Adding MAGIC to Scanpy #187

Closed scottgigante closed 6 years ago

scottgigante commented 6 years ago

Hi,

We spoke a while ago about adding PHATE and eventually MAGIC to Scanpy. MAGIC has just been submitted to CRAN and is in a stable state.

How should a tool such as MAGIC interact with Scanpy? Do you currently have any imputation methods included in the package that I can use to model the API?

Thanks, Scott

falexwolf commented 6 years ago

Hi Scott,

sure, I remember! :smile: For some reason, I forgot to mention you personally in the release notes, is now fixed. Sorry about that!

You could add MAGIC as a preprocessing similar to DCA in the imputation section: http://scanpy.readthedocs.io/en/latest/api/index.html#preprocessing-pp.

In terms of code, I would also adapt the conventions of DCA: https://github.com/theislab/scanpy/blob/master/scanpy/preprocessing/dca.py

We had some discussions on how to do this best: https://github.com/theislab/scanpy/issues/142 and https://github.com/theislab/scanpy/pull/186.

If you think you have better conventions, happy to adopt these. DCA is also not yet released...

Best, Alex

wangjiawen2013 commented 6 years ago

@falexwolf MAGIC uses root square transformation, not the frequently used log transformation, which causes the incompatibility with batch correction methods, such as CCA and MNN. Is DCA compatible with MNN and CCA ?

scottgigante commented 6 years ago

@wangjiawen2013 we recommend using square root transform with MAGIC but it's certainly not incompatible.

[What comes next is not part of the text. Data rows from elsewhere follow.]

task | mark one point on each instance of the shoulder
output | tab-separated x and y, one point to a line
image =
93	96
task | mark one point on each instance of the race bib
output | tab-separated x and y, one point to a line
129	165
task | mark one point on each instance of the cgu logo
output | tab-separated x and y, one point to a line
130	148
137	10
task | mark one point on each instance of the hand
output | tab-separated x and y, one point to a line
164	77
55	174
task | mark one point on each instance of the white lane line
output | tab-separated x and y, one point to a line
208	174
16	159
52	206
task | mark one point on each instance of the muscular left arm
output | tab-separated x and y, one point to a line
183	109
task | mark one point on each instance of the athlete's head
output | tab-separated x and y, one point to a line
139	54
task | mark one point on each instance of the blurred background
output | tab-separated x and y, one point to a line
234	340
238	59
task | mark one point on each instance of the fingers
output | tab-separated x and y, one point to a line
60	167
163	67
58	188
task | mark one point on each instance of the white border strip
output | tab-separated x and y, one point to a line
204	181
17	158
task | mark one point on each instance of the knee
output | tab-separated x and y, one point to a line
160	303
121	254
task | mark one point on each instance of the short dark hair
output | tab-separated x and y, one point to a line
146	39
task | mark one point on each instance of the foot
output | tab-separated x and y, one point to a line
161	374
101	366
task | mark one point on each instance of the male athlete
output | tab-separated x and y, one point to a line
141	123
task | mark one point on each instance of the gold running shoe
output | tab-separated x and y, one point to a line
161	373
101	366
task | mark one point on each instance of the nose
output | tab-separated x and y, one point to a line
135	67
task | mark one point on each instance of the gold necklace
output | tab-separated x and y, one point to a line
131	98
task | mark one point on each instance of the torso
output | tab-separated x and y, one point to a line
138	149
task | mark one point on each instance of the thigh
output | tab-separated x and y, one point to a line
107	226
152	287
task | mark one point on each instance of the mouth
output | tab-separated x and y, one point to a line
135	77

So long as the inputs have been library size normalized and transformed with any of log, sqrt, arcsinh or some other sublinear transformation, MAGIC will work just fine.

scottgigante commented 6 years ago

Also I'm surprised to see I never left a note on your message @falexwolf : thanks! I'm working on the API now, will send in a PR when it's done or leave a note here if I think the DCA API could do with some modification.

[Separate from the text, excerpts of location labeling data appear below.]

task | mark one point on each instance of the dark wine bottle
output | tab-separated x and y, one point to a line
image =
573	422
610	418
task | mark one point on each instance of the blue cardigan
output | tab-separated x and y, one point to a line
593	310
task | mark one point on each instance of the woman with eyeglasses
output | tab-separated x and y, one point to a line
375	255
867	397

wangjiawen2013 commented 6 years ago

I find some negative values in the imputation data, how did them generate ?

scottgigante commented 6 years ago

@wangjiawen2013 if you have any questions about MAGIC, I recommend you post them in the MAGIC repo. The negative values are an artifact of the imputation process, but the absolute values of expression are not really important, since normalized scRNAseq data is only really a measure of relative expression anyway.